Moonlight shone in his window. Among his many dreams, he dreamed he cut the juniper tree down, cut the branches into pieces, then cut the trunk into firewood lengths. In his dream, he stood looking at the vivisected tree, and he didn’t remember cutting the tree into pieces. He remembered, he cut the tree down. It lay down quietly, because it fell onto its branches that bent gracefully and cushioned its fall.
He didn’t remember cutting the branches off. He didn’t remember cutting the tree into lengths, but he stood here, chain saw idling, acrid smoke rising into his nose, and strewn over the side of the hill, a juniper tree cut into pieces. His muscles felt tired, as if he had swung the roaring saw this way and that, cut limbs, cut through the trunk again and again, reduced the tree to pieces, chunks of wood, lengths of branches. He felt tired muscles. He felt fear and a growing sense of isolation from everything alive.

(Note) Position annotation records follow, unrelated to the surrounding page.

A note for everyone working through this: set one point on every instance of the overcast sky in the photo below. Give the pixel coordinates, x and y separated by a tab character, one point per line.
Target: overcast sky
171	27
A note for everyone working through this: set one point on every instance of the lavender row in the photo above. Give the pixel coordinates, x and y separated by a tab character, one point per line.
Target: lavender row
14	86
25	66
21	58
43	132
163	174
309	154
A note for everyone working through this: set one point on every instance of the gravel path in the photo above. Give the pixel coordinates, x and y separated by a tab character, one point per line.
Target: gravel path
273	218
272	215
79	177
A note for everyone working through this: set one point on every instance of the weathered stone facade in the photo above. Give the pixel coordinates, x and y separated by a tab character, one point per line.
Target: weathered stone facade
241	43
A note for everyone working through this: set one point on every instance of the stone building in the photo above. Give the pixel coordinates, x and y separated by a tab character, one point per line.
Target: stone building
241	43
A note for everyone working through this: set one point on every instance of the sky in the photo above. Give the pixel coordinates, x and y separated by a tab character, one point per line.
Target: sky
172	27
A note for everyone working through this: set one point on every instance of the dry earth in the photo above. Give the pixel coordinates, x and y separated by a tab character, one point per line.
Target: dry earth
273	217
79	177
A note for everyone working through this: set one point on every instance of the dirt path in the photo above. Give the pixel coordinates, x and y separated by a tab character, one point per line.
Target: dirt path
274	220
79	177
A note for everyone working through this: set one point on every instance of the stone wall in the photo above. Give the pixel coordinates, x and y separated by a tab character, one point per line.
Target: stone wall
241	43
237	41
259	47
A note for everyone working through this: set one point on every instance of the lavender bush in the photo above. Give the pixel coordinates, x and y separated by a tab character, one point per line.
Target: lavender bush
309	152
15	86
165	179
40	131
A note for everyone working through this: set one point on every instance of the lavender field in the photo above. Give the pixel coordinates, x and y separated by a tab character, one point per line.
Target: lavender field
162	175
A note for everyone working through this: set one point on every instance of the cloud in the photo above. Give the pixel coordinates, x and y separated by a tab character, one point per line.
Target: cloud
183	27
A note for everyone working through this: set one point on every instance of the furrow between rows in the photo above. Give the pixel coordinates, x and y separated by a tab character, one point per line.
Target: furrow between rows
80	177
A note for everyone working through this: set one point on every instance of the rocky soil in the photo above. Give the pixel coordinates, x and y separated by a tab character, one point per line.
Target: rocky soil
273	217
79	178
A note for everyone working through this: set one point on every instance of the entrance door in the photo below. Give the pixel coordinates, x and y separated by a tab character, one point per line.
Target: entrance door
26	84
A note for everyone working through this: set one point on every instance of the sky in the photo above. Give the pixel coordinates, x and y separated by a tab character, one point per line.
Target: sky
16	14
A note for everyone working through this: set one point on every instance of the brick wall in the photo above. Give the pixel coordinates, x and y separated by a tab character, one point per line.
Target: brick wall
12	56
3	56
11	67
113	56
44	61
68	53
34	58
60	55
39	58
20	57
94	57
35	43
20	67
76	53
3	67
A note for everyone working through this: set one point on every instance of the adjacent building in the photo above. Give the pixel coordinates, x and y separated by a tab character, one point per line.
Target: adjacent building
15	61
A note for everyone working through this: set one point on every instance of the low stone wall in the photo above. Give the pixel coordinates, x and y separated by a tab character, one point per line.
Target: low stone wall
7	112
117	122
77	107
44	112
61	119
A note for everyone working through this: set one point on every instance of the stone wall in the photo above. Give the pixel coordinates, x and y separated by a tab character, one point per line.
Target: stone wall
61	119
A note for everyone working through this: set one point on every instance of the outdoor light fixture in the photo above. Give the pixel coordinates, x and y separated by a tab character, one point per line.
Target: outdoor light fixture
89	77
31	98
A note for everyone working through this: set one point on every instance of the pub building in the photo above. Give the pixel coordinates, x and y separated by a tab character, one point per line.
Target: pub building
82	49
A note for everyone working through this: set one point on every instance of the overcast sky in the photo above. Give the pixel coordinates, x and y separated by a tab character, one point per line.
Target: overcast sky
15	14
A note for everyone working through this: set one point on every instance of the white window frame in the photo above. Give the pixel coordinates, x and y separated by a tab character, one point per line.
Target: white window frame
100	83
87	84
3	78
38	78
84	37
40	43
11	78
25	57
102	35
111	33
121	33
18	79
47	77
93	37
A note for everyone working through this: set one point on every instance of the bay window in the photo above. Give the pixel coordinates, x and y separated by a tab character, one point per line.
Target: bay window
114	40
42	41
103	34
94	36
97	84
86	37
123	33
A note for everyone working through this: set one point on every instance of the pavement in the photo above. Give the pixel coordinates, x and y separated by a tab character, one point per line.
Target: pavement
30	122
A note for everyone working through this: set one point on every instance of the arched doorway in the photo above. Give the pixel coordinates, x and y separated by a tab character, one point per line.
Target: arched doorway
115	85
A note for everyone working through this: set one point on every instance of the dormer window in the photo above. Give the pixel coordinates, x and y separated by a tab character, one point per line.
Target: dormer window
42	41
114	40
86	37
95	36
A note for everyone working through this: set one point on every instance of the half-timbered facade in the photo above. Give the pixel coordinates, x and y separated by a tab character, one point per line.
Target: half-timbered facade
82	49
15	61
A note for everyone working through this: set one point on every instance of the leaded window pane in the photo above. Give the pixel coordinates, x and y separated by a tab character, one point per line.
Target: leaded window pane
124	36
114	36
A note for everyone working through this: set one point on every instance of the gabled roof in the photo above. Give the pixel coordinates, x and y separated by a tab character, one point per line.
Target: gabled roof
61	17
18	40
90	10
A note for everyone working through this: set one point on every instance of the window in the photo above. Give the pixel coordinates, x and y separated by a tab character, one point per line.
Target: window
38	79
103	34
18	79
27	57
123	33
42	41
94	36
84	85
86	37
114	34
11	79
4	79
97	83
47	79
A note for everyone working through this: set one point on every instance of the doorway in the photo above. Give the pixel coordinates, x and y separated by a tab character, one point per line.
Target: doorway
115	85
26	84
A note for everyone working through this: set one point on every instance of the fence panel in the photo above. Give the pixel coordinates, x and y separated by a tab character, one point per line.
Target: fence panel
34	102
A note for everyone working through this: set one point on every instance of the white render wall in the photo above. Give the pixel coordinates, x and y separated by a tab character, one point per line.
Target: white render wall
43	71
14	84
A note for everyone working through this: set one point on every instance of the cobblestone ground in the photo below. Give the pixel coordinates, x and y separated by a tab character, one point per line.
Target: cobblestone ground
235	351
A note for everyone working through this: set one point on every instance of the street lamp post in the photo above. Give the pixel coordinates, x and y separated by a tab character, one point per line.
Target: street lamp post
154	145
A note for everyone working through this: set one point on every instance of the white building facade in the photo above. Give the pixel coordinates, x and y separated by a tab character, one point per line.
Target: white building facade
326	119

He woke. Moonlight shone in his window. Both juniper trees stood in moonlight. Both juniper trees shaded dark areas of the garden, rocks, plants, soil in shadow and moonlight. Beyond where the sprinkler reached, wild grasses had bleached pale yellow with autumn. Grass’s life force retreated subterraneous, abiding. Grass stems stood in tall, seeded clumps the soft color of autumn full moon past midnight.
He woke and felt isolated, afraid, grief-stricken. He struggled to breathe. He spoke softly into moonlight flowing into his room, “A dream. A dream. That was only a dream.” He worked to relax and breathe smoothly as he watched the juniper trees stand in silent, soft, golden moonlight.
A new song began deep in his mind and gave him words about winter approaching this land through golden autumn that lingered after harvest like an aging dancer, reluctant to leave the darkening stage. He would get up from his bed and write down everything flowing into his mind and sing out, lest words escape his waking memory with their minor keys and major sevenths moonlight melodies. He tried to shape his energies toward action, but he watched the moon and the juniper trees in moonlight, grass, golden in moonlight, rocks blending to soil in moonlight and shadow. His mind drifted in moonlight, enchanted by newly discovered, slowly developing pregnancy of meaning between life-bearing earth and him.